A 7-1 underdog in 2007, Nonito Donaire gained international prominence via his 5th Round knockout of Vic Darchinyan (then 28-0), one of the most venerated boxers in the world at the time.
And he did it with one punch - his pulverizing left hook.
With that mighty punch, Donaire overcame the odds to become the new IBF Flyweight king.
Not only did the bout put Nonito on boxing's radar, the fight subsequently earned honors as RING's Magazine's 'Knockout of the Year' and 'Upset of the Year.'
Nonito Donaire's crushing left hook is reminiscent of the Thomas Hearns right cross of the 1980s.
The term 'pound for pound' is used in boxing to describe a fighter's abilities in relation to other fighters of different weight classes.
As these fighters do not compete directly, judging the best fighters pound for pound is subjective to numerous criteria and interpretation. We often hypothesize and classify the best pound-for-pound fighters in the sport but seldom do we discuss the best pound-for-pound punch.
If there is such a thing as the most devastating punch pound-for-pound, Nonito Donaire's left hook gets top honors.
Simply put, it's the most feared, most devastating punch in boxing, pound-for-pound.
It was scary enough when Thomas Hearns, a 147 lb welterweight, could anesthetize opponents with one straight right - The same right that twice floored Sugar Ray Leonard and put many opponents to sleep. And Donaire does the same thing at even lower weights.
After Nonito Donaire knocked out Fernando Montiel with his signature left hook in 2011, the 'Filipino Flash' told reporters it was the hardest punch he had ever thrown. And many at ringside didn't argue his claim.
Moreover, even Montiel's supporters were overheard saying that Nonito's spectacular left hook may have been one of the hardest punches landed in the entire history of the 118 lb division.

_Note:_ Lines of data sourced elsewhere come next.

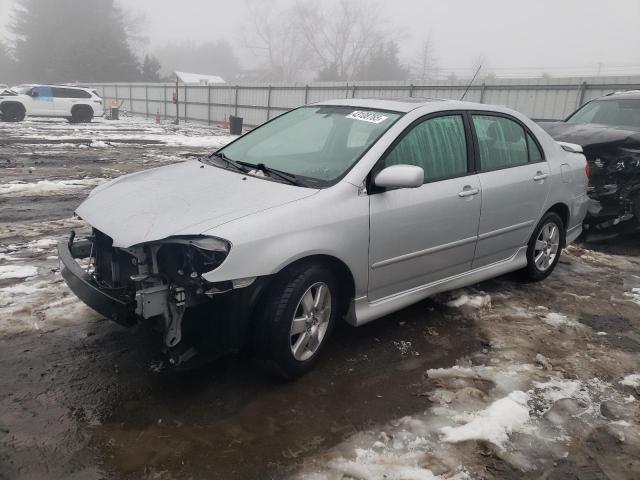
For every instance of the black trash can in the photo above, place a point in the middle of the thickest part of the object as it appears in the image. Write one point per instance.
(235, 125)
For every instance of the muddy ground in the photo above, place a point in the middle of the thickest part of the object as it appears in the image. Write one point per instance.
(404, 397)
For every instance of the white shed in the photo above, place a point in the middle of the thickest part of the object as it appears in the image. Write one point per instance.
(198, 79)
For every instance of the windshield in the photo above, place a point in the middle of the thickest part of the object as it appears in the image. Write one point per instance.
(316, 144)
(22, 88)
(617, 113)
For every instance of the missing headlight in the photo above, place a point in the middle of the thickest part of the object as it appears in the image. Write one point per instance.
(186, 259)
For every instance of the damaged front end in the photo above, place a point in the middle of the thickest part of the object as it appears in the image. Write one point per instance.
(614, 188)
(157, 281)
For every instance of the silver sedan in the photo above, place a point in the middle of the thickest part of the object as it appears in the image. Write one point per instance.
(343, 209)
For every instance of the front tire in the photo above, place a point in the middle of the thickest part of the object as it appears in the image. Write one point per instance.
(81, 114)
(544, 248)
(298, 319)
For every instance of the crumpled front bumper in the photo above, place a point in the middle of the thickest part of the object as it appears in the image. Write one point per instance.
(80, 282)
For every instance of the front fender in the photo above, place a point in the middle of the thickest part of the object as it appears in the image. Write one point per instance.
(335, 223)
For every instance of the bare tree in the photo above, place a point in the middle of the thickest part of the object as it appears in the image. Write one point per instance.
(273, 36)
(340, 35)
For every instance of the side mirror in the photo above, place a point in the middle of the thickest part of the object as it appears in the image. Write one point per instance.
(400, 176)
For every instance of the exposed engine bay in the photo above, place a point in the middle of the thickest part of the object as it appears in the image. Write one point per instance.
(157, 281)
(613, 154)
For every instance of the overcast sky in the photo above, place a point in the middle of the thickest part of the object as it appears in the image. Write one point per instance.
(552, 35)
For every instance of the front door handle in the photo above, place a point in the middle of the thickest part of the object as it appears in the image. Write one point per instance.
(468, 191)
(540, 176)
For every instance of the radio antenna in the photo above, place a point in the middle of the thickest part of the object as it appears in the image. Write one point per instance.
(471, 82)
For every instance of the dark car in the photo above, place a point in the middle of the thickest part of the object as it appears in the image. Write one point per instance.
(608, 129)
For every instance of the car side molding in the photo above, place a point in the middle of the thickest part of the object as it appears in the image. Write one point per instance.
(362, 311)
(571, 147)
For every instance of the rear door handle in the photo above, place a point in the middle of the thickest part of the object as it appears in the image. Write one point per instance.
(468, 191)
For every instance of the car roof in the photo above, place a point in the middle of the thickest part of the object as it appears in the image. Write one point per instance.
(407, 104)
(52, 85)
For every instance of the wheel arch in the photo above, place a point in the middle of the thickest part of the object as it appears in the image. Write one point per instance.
(338, 267)
(563, 211)
(12, 102)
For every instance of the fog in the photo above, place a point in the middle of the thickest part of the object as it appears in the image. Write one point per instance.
(508, 37)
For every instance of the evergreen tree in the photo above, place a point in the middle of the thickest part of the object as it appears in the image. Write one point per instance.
(150, 69)
(7, 66)
(71, 40)
(211, 58)
(383, 64)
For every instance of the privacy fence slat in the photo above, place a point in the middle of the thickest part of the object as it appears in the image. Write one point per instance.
(539, 98)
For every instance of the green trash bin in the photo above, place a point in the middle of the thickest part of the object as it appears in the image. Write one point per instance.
(235, 125)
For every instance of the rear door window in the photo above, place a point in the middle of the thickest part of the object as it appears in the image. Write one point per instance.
(437, 145)
(42, 93)
(502, 142)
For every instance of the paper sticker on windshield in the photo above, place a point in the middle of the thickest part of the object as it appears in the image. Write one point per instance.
(370, 117)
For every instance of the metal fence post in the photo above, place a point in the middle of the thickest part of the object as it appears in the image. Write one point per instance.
(582, 89)
(186, 100)
(208, 104)
(236, 102)
(269, 102)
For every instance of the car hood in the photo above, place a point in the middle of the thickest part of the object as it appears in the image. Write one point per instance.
(182, 199)
(589, 135)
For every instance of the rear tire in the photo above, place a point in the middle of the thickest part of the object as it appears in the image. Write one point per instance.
(81, 114)
(544, 248)
(298, 319)
(13, 113)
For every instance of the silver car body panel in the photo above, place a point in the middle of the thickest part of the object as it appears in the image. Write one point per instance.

In his title unification bout against the steel-chinned Jeffrey Mathebula last summer, Donaire dropped his foe the first time in Mathebula's career with a counter left hook in the final seconds of Round 4. Mathebula arose at the count of seven and staggered to his corner as the round had ended.

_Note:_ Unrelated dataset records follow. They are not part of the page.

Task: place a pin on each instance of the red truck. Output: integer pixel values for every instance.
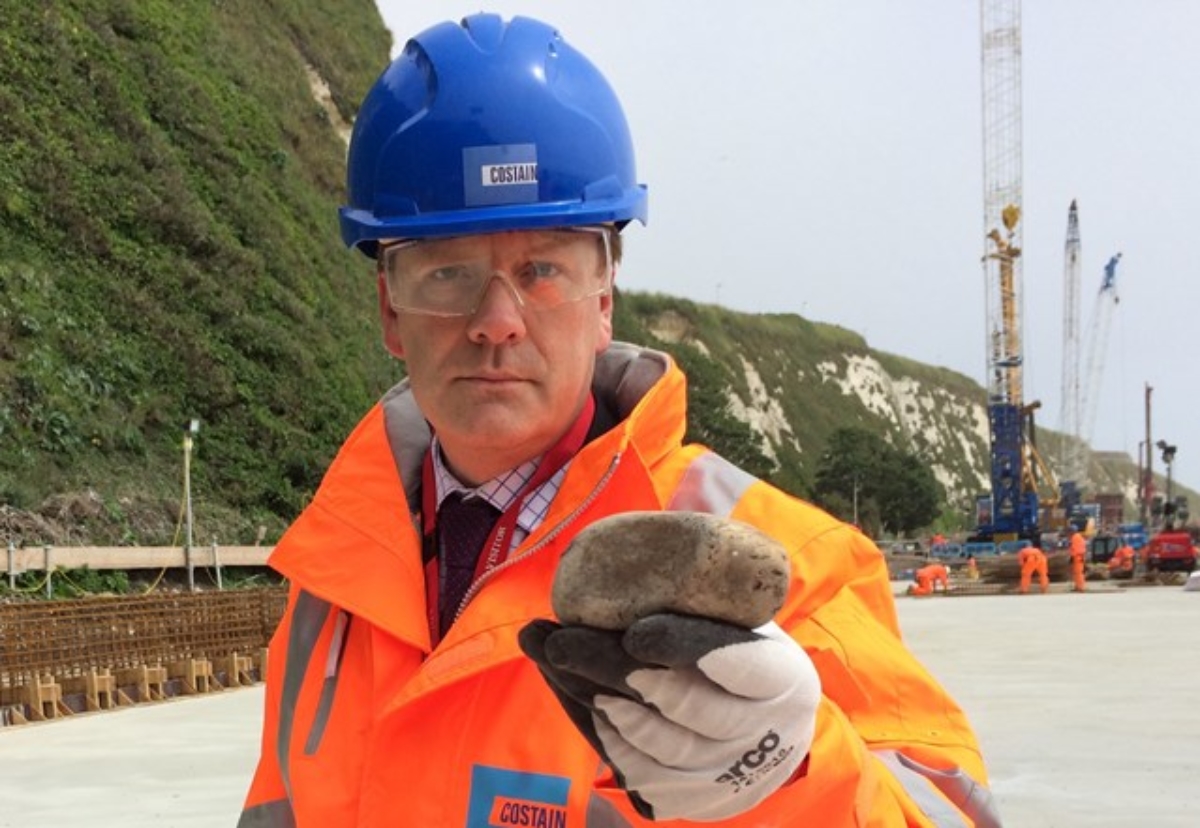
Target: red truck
(1169, 552)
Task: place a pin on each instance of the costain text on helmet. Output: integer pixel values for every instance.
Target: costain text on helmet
(499, 174)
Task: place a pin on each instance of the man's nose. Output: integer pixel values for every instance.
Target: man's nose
(501, 311)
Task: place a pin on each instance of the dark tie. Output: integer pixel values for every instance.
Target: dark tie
(463, 526)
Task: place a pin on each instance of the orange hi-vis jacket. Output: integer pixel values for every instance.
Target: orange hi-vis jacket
(366, 726)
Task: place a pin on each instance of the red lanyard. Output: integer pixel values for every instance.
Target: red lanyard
(499, 541)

After the bout, Mathebula was treated for a broken jaw which was likely caused by... a Donaire left hook.
By the time Nonito Donaire fought Toshiaki Nishioka in October 2012, the Flash's left hook was a secret no more.

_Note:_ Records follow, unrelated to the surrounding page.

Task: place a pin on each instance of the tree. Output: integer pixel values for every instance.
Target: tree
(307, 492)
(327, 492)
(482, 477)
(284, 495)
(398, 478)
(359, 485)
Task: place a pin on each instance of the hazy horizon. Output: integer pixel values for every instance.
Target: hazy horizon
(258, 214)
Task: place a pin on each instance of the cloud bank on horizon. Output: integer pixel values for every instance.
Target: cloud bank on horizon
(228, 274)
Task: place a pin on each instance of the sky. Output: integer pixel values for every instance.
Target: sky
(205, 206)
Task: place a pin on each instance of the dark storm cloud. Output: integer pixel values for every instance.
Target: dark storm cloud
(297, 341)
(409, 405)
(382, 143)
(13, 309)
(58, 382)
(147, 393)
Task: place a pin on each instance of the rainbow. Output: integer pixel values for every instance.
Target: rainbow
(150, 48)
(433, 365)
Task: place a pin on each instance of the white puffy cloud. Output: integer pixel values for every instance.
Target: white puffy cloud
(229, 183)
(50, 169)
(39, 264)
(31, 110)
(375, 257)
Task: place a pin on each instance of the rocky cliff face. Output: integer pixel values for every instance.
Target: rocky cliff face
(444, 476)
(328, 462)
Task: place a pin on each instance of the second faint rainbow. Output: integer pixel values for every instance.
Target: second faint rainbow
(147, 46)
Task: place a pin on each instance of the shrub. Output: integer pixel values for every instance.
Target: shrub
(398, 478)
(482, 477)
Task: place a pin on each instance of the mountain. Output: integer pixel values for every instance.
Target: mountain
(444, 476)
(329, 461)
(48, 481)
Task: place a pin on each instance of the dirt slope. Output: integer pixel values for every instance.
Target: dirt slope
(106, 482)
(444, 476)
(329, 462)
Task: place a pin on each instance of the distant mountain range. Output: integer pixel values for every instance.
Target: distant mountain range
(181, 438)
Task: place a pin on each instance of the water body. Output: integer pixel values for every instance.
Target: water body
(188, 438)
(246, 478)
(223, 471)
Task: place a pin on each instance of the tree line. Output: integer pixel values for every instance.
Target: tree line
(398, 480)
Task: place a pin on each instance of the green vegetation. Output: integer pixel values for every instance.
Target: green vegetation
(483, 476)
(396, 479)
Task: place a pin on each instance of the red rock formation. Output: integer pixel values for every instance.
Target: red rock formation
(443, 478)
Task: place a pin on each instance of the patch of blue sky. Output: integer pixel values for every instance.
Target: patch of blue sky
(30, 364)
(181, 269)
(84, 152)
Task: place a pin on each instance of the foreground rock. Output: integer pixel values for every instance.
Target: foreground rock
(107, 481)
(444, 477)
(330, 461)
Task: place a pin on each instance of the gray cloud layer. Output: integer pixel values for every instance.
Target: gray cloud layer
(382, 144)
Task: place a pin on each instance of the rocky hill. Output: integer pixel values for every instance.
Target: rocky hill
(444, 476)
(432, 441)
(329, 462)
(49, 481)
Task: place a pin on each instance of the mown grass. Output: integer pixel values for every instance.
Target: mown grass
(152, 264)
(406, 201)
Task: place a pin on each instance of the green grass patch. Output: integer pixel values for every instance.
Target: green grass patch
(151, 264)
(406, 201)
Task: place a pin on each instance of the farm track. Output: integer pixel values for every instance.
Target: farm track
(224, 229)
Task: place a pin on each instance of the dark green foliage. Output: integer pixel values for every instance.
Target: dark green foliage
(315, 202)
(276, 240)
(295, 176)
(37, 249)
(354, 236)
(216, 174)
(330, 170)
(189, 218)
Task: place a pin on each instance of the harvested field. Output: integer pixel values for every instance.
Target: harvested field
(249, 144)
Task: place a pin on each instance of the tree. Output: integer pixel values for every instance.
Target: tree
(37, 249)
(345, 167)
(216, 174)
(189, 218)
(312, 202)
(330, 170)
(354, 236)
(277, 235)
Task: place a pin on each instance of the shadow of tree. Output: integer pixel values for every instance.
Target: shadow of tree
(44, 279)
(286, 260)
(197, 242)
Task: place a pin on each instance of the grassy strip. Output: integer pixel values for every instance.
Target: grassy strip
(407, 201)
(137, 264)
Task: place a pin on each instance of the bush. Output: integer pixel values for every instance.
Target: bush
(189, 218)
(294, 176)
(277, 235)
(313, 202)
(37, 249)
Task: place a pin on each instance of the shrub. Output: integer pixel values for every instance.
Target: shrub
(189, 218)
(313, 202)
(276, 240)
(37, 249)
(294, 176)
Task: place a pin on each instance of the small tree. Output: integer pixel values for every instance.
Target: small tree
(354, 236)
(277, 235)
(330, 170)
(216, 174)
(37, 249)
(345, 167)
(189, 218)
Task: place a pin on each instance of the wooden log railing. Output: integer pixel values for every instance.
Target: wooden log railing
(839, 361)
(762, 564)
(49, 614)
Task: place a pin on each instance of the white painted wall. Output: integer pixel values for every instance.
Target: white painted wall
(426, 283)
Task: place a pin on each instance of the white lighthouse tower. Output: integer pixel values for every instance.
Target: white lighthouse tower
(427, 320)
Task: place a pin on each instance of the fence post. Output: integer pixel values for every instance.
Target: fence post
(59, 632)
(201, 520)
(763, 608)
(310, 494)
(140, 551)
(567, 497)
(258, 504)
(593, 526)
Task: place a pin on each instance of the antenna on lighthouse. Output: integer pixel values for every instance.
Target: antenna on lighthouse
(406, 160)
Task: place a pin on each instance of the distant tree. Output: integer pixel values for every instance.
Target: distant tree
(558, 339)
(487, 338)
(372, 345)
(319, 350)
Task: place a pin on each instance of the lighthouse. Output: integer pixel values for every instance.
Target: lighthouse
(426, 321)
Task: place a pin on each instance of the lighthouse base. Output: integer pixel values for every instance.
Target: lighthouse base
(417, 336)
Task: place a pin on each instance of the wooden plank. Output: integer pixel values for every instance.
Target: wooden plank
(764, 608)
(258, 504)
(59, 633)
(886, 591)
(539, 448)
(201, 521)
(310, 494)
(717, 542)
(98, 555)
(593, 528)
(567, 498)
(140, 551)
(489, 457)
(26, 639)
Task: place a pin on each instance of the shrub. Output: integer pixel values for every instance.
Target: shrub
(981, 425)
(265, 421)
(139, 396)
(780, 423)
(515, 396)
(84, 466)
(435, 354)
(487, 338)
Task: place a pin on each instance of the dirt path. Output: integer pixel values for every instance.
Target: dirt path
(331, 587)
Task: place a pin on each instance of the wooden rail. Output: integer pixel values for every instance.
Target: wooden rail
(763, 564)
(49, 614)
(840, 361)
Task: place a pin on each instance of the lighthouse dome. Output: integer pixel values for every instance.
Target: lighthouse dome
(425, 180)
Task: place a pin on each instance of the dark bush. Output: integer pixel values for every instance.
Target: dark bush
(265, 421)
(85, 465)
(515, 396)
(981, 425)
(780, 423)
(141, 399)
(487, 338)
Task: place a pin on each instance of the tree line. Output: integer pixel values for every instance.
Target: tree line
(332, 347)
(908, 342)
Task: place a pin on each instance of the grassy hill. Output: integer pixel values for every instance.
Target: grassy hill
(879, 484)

Its not surprising that Nishioka, who was the most accomplished Jr Featherweight in recent memory entering his showdown with Donaire, had his right hand glued to the side of his head to protect against Donaire's vaunted warhead.
Moreover, the Japanese superstar seemed reluctant to unleash his best punch, a southpaw-style straight left hand, for fear of the incoming artillery he might receive in response.
Donaire eventually finished Nishioka with a counter right off a lazy jab Round 9. Valiantly, the Japanese fighter arose but absorbed a nasty left uppercut and the bout was halted. Nishi's corner ended it.
In front of a pro-Mexican crowd of 7,200+, Donaire outclassed Arce Rounds 1 and 2 before ending matters in the third. At 2:59 of Round 3, Donaire dropped his mind-numbing left hook, flooring his foe for longer than a 10 count.
"My left hook was my damaging punch," Donaire said after successfully defending his RING junior featherweight championship. "It was very strong. I could land it when I wanted to land it."
And despite dropping a unanimous decision to fellow Top 10 pound-for-pound sensation Guillermo Rigondeaux last April, Donaire floored his hard-to-hit foe in Round 10 with that brilliant left hook.
Not only is Nonito Donaire's left hand spell-binding, he unleashes it with speed, precision and from numerous angles.
How will Vic cope with the most devastating weapon in boxing today?